Spirituality for Ministry
By Urban T. Holmes III
Publisher: Harper & Row
Review Author: John Throop
When Urban T. Holmes died suddenly in the summer of 1981, the Episcopal Church lost one of its most fertile theologians. Spirituality for Ministry is the work of a man in the prime of his thought; it contains a wealth of insight and profound practical application for the everyday cycle of prayer and ministry of both the clergy and laity.
Terry Holmes is concerned here, not so much with teaching clergy and laity how to pray as with attempting to discern how his Church actually is praying and working, and then nurturing this spirituality with reflection upon the ancient masters so that the Church today can more effectively draw from the deep wells of Christian prayer and piety.
Holmes re-explores the old monastic vows of poverty, obedience, and chastity so that they become particularly relevant to pastoral spiritual discipline and piety. He calls upon parish clergy to develop a parish piety. Holmes gives no prescription for numerical growth in parish life, but he does give some direction for developing spiritual depth in a parish. In the final chapters, Holmes stresses the need for clergy and lay people to have spiritual directors or partners. Angels too often look like demons, and demons can look like angels on the path; what looks smooth is rough, what looks dense can be clear. The spiritual life is that way, and we cannot figure it all out on our own.
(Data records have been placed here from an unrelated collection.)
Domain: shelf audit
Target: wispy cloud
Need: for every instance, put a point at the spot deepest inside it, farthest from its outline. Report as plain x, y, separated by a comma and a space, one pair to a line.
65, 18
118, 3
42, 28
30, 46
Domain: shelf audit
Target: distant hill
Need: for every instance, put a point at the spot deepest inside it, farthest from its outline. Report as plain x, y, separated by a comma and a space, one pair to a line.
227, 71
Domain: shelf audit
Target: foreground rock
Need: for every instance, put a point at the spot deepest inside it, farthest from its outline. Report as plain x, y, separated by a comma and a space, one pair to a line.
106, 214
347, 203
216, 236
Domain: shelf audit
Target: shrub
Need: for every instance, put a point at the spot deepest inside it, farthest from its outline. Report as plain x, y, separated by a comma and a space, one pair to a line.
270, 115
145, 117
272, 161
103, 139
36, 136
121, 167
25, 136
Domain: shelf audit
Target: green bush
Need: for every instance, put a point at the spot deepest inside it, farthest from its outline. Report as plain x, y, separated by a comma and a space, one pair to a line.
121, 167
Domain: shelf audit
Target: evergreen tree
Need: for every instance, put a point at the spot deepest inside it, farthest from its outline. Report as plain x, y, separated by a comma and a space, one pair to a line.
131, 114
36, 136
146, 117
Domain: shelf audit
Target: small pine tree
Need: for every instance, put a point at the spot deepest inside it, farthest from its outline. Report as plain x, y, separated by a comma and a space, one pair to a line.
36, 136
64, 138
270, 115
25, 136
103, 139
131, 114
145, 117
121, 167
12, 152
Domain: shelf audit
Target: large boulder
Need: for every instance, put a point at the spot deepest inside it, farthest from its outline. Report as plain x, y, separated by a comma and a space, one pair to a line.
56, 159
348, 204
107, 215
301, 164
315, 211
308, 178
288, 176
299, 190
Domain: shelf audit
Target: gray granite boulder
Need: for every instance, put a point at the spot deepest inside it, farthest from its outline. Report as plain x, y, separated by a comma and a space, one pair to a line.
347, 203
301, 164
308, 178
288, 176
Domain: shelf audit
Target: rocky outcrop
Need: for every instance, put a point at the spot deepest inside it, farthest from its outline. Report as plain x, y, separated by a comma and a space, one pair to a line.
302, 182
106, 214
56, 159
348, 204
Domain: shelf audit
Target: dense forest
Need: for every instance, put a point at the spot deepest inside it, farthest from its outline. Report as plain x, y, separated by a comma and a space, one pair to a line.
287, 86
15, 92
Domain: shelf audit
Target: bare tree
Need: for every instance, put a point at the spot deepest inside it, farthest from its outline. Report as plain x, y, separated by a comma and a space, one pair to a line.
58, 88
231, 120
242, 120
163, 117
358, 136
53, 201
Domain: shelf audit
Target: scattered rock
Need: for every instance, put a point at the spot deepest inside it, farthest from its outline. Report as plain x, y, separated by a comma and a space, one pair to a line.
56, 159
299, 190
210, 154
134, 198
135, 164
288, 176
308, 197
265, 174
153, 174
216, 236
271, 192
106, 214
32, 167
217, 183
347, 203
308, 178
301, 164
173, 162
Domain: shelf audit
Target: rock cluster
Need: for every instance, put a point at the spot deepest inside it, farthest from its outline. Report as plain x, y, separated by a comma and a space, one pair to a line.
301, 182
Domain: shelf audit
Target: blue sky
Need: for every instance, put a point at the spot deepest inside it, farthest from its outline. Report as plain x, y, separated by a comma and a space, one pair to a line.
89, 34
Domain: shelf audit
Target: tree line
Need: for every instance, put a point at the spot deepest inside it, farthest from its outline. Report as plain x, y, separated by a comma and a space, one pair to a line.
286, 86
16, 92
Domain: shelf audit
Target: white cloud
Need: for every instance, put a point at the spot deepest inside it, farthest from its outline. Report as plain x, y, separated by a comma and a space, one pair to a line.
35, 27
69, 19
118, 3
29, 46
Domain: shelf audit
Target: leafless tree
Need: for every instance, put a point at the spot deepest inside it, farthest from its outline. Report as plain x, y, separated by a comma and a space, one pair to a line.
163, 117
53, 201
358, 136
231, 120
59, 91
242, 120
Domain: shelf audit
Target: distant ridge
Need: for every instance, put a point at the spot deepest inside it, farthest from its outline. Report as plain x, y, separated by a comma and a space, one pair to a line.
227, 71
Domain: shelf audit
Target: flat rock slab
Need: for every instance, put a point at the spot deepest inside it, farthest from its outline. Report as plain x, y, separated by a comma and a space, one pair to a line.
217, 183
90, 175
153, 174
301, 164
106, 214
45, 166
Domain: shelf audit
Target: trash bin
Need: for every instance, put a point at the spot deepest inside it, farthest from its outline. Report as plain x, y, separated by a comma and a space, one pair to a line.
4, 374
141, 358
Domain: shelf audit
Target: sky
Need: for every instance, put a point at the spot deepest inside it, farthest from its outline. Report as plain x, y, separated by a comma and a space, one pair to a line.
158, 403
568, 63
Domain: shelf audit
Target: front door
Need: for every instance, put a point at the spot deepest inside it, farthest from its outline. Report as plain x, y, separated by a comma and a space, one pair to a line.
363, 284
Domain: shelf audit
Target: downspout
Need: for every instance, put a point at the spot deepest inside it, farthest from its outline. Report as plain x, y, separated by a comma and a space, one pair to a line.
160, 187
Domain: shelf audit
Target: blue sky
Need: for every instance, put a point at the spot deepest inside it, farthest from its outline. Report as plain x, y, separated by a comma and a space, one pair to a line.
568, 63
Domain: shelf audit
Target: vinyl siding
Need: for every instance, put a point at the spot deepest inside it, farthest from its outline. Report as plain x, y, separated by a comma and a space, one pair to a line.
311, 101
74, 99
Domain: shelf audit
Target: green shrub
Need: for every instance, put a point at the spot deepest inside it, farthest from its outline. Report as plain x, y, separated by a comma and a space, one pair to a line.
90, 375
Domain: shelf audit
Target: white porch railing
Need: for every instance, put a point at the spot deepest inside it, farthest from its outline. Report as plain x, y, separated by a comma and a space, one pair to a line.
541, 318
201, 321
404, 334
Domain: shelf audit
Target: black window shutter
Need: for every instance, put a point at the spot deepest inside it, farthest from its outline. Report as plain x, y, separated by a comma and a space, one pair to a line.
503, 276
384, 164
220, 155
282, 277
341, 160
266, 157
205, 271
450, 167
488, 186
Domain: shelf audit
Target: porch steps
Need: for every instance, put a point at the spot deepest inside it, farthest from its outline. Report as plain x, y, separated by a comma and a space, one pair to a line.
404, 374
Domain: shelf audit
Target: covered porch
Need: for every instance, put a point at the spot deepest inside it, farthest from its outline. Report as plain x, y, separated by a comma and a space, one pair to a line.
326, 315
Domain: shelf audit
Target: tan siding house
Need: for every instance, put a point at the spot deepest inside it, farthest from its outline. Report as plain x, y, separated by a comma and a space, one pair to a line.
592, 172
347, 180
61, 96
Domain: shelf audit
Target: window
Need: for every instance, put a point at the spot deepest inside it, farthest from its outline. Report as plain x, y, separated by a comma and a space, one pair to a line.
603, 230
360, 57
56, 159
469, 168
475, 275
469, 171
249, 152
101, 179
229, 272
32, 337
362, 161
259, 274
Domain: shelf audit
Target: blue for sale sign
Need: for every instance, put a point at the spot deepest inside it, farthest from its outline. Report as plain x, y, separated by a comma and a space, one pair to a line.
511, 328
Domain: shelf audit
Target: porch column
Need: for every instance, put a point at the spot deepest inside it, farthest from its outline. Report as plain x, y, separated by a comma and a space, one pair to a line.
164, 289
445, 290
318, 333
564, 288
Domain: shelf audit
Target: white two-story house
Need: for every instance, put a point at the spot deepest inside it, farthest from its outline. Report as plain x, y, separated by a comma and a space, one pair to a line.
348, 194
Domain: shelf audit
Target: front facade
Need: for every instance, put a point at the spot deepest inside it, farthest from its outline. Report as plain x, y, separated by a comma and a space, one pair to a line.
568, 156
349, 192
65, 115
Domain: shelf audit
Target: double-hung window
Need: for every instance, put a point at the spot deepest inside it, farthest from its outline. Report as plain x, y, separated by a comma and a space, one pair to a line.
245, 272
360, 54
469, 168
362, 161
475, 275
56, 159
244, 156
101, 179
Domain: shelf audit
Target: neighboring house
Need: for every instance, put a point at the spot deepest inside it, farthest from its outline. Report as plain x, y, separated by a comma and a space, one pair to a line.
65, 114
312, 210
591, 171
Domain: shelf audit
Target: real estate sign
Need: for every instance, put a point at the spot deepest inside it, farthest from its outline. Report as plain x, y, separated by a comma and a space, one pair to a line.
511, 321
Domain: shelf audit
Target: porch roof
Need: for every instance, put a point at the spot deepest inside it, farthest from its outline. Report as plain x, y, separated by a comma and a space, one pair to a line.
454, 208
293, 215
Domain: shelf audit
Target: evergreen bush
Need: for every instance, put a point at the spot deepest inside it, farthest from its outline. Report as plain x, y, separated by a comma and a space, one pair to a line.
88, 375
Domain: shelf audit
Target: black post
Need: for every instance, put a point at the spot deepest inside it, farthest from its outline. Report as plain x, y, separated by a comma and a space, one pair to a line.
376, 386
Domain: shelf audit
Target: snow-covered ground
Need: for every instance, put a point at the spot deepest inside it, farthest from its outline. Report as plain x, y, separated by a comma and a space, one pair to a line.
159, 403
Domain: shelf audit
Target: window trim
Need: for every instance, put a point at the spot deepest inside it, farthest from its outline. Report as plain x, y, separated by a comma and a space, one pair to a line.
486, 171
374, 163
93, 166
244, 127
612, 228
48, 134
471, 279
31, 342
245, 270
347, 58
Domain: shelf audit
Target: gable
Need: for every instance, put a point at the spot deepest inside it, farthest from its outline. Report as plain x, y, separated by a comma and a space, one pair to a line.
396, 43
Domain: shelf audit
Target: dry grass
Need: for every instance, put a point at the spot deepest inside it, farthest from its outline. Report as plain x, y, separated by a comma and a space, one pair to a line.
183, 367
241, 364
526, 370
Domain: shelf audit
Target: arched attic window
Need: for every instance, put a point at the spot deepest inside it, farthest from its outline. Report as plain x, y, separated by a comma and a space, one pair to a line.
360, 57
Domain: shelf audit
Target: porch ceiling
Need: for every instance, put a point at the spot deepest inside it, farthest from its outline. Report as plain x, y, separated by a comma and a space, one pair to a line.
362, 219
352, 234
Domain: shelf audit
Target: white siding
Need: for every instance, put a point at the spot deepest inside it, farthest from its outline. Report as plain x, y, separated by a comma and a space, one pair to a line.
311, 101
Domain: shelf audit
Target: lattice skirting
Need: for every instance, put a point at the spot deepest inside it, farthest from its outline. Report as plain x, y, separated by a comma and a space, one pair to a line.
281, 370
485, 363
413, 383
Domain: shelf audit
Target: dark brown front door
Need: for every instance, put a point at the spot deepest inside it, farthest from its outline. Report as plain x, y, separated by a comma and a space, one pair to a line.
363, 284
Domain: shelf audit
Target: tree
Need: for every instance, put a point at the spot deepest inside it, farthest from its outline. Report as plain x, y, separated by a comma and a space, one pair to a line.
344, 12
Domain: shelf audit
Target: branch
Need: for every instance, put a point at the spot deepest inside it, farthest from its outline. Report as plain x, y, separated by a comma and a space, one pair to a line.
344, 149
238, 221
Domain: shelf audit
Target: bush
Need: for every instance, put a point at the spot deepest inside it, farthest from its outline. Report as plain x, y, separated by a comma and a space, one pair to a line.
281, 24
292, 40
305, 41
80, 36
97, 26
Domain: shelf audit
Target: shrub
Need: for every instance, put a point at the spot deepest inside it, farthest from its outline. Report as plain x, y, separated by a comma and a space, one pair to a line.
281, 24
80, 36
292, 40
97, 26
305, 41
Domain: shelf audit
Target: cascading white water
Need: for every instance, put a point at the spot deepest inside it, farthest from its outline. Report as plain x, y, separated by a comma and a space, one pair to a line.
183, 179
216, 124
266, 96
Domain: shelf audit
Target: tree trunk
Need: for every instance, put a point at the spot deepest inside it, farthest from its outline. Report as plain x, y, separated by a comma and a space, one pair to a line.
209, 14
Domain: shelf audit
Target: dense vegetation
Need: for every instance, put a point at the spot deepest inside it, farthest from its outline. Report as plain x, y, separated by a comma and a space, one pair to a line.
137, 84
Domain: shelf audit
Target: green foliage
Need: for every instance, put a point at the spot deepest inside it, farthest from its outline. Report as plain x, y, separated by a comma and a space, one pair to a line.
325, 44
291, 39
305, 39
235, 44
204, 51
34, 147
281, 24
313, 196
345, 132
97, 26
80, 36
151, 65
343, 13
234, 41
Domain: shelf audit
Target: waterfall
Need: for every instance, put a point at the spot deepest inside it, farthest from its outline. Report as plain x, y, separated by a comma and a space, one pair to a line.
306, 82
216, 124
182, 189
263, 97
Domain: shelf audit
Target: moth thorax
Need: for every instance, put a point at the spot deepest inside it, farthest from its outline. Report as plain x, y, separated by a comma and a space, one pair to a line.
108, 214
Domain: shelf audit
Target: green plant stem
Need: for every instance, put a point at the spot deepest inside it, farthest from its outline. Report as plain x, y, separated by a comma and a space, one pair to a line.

We become more vulnerable, accountable, and responsible for our spiritual lives when we find a soul friend, and thus open ourselves to God in new ways.
The praying parish priest can intervene and help people see God’s presence in tragedies, which Holmes calls “events of enrichment.” It is here that Holmes becomes most poignant in his work, most personal in his effect. Often, he notes, the great tragedy in parish life is a death, which, ironically, is when we are most aware of God’s presence (or absence). It is then that we are most out of control, most dependent — begging to hear a word from the Lord. It is then that we call upon whatever spiritual strength we possess or can be given, when the clergy is the holiest and the Church prays the hardest. But should this not be so? After all, “The fundamental metaphor of the Christian story is that as we die with Christ we are raised with him. Death is the condition of life. We discover our life in our identification with death, particularly as it is experienced collaboratively. Perhaps the principal pastoral paradigm for the Christian life is the ministry to the dying, because we are all dying. This is the ultimate truth about us, and the truth that is ours is a ministry of ultimates.”
Within weeks of finishing these words, Holmes himself was dead, the victim of a stroke. In this book he engaged in a ministry of ultimates to his Church and its clergy. Through this book, published posthumously, Holmes’s ministry and definition of ministry live on. Spirituality for Ministry is a celebration of life and death and prayer, a fitting requiem for a prayer.